Selama puluhan tahun menyewa kios di pasar, baru kali ini Sriatun menyiapkan barang dagangannya dengan bersenandung. Dia bahkan tidak merasa kedinginan saat berangkat dari rumah sebelum Subuh, menembus kabut dan jalanan ramai pekerja pabrik yang sedang berangkat kerja, dan dengan ringannya menyapa orang-orang yang ditemuinya di sepanjang jalan di pasar. Mungkin karena efek bahagia, atau uang, jadi tidak ada residu kepahitan hidup.
Pembeli mulai berdatangan setelah Sriatun duduk di singgasananya sambil mengibas-kibaskan tangan di atas barang dagangan sambil berdoa dalam hati, semoga diberi kelancaran dan rezeki melimpah. Dengan enteng dia menanggapi perihal tawar menawar yang tidak manusiawi. Bahkan, tidak terdengar dengkus dan hanya senyuman tampak di bibirnya yang bergincu oranye. Sesekali diliriknya cincin yang melingkar di jari. Sering kali tangan Sriatun meraba lehernya, memastikan bandul kalungnya masih tersemat di sana.
Agak siang, pembeli berangsur surut dan Sriatun baru bisa bernapas lega sembari membetulkan hijabnya. Setelah menghitung pendapatan hari ini dan menyunggingkan senyum, dia jejalkan bendelan uang ke dalam tas selempang. Sriatun menoleh ke kanan kiri, lalu melongok ke sepetak jalan lurus yang membelah tiap deretan kios. Saat menangkap tatapan Durikah, pemilik mata bening itu tidak membalas menatapnya, seakan menghindar. Timbul pertanyaan dalam hati, Salah apa aku? Pasti ada yang nggak beres waktu kios aku tinggal libur.
Dengan pertanyaan berhamburan di dalam benak, Sriatun melangkah mendekati Durikah yang pura-pura sibuk menggosok telur-telur bebeknya dengan kain perca. Mendapatinya, semakin bertambah dalam saja kerut di dahi Sriatun. “Yu, ada gosip apa tentangku?” tanpa basa-basi, bertanya.
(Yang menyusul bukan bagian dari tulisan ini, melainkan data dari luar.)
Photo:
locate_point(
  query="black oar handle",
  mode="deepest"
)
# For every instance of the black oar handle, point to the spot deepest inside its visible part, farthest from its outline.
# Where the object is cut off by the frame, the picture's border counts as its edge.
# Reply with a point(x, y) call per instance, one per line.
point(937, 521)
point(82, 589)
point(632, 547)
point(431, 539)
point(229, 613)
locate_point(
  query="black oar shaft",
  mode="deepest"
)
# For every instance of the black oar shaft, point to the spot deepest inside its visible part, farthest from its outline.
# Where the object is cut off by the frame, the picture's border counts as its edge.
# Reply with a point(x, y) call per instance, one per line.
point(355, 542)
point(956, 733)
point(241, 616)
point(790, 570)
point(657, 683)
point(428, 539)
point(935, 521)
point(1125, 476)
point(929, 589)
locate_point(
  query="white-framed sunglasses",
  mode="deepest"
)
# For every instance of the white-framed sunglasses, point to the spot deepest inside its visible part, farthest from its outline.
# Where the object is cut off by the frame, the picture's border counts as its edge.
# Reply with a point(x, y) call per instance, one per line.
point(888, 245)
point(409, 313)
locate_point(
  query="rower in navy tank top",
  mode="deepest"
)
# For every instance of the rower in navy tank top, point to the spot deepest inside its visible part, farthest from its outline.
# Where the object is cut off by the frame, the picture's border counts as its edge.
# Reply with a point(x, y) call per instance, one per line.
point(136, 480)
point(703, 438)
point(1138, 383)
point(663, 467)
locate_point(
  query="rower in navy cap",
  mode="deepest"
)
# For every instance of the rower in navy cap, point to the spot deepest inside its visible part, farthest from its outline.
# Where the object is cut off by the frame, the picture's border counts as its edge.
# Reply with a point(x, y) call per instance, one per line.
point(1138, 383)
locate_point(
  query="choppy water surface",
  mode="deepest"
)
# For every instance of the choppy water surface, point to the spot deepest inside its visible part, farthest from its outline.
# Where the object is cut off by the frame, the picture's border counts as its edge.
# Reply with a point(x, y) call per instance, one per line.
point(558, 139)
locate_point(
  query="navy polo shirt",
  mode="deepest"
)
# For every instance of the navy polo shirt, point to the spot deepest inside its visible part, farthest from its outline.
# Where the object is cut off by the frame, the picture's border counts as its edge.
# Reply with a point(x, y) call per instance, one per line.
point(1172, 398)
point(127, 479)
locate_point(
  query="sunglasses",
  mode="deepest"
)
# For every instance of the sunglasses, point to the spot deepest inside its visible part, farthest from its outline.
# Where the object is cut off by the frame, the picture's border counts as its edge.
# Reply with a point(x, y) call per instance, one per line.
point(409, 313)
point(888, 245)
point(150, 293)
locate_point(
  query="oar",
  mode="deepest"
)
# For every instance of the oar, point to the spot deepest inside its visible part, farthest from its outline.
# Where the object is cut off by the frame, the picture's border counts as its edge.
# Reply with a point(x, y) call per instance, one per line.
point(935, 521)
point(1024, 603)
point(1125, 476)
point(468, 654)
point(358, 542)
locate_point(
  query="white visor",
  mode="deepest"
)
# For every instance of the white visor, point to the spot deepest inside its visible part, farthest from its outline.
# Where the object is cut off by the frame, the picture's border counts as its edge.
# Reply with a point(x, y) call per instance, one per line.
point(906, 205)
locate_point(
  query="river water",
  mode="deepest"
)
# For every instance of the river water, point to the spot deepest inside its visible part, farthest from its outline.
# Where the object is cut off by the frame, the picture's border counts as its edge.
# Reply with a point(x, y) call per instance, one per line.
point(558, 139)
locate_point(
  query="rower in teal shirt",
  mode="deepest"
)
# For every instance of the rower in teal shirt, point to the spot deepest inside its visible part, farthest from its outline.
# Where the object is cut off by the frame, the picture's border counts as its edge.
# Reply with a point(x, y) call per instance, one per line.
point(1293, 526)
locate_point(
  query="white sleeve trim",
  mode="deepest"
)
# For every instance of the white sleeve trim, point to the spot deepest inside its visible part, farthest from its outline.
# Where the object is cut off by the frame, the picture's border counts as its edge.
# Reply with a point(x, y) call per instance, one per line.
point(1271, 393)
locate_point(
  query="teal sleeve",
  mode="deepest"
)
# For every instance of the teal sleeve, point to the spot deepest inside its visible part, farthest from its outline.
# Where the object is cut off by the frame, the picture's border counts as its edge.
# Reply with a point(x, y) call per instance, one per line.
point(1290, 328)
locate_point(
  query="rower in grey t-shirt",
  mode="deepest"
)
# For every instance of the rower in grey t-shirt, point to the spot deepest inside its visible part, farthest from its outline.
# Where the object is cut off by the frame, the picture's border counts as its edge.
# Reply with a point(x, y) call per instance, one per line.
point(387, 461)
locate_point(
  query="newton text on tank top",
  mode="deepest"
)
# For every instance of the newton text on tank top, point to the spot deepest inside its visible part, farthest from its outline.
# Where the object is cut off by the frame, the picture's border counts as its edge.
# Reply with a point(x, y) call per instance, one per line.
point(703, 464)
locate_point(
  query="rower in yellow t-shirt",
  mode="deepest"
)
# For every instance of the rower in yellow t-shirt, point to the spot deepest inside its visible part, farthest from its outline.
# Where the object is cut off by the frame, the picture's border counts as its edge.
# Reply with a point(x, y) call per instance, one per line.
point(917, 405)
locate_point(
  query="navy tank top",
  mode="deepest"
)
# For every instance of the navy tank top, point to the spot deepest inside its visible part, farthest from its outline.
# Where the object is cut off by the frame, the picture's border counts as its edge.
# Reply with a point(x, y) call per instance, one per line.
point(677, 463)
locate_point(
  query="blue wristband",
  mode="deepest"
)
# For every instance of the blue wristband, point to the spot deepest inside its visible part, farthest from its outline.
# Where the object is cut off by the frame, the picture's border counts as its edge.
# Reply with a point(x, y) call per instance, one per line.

Ekor mata Durikah melebar. Dia menengok ke kanan kiri terlebih dulu sebelum meletakkan jari telunjuk di depan bibir. Durikah kemudian menarik lengan Sriatun supaya mendekat dan mengambil sepucuk surat dari dalam tasnya. Surat undangan.
“Ini undangan pernikahan Mardiyah dan Mister Darsy,” Durikah mencicit.
Kelegaan menyelubungi hati Sriatun. Senyuman tipis menghiasi bibirnya yang cukup tebal saat mengulurkan tangan. “Undanganku dititipin ke Yu Rikah, ya? Kapan nikahnya?”
Sigap, Durikah menarik kembali undangan miliknya. “Kayaknya kamu nggak diundang Yu Mi, Sri.”
Selarik kalimat yang diucapkan tanpa tendensi apa-apa itu, bagai sebilah pisau mengiris hati. Hal yang mungkin menurut sebagian orang sepele, seketika menyurutkan senyum di bibirnya. Memang, ada banyak hal di dunia ini yang terkadang mampir ke hati bagai jarum racun, tetapi Sriatun berhasil mencarikan penawarnya hingga tidak sampai merusak. Dia juga tahu betul, dunia ini harus berjalan seimbang. Ada senang, ada susah. Dua hal bertolak belakang itu, sepertinya sedang menyambangi kehidupannya sekarang.
“Ja-jangan bercanda, Yu Rikah.” Sriatun mencoba untuk tidak menggetarkan suaranya ketika bicara, tetapi gagal. Dia bahkan menambahkan tawa di ujung kalimatnya.
Durikah menggeleng. “Yu Mi sendiri yang bilang.”
“Alasannya apa dia nggak mengundangku? Kita ini semua kan… teman?”
Sebuah tepukan pelan mendarat di bahu Sriatun. Karena terlalu berkonsentrasi, kedua orang yang sedang mengobrol itu tidak menyadari kedatangan Kartik.
“Kartik tahu alasannya,” Durikah mencoba cuci tangan. “Kenapa Sriatun nggak diundang Yu Mi,” jelasnya melanjutkan.
“Itu karena nggak boleh ada dua matahari dalam satu pertemenan.”
Durikah mengangguk-angguk, sementara Sriatun mengernyit. “Maksudnya?”
“Kamu saingan Yu Mi, Sri,” Kartik menerangkan. “Dalam pertemanan nggak boleh ada dua orang yang menonjol.”
“Tapi aku nggak sekaya, secantik, dan seberuntung Yu Mi. Semua orang tahu itu,” Sriatun membalas dengan nada pasrah.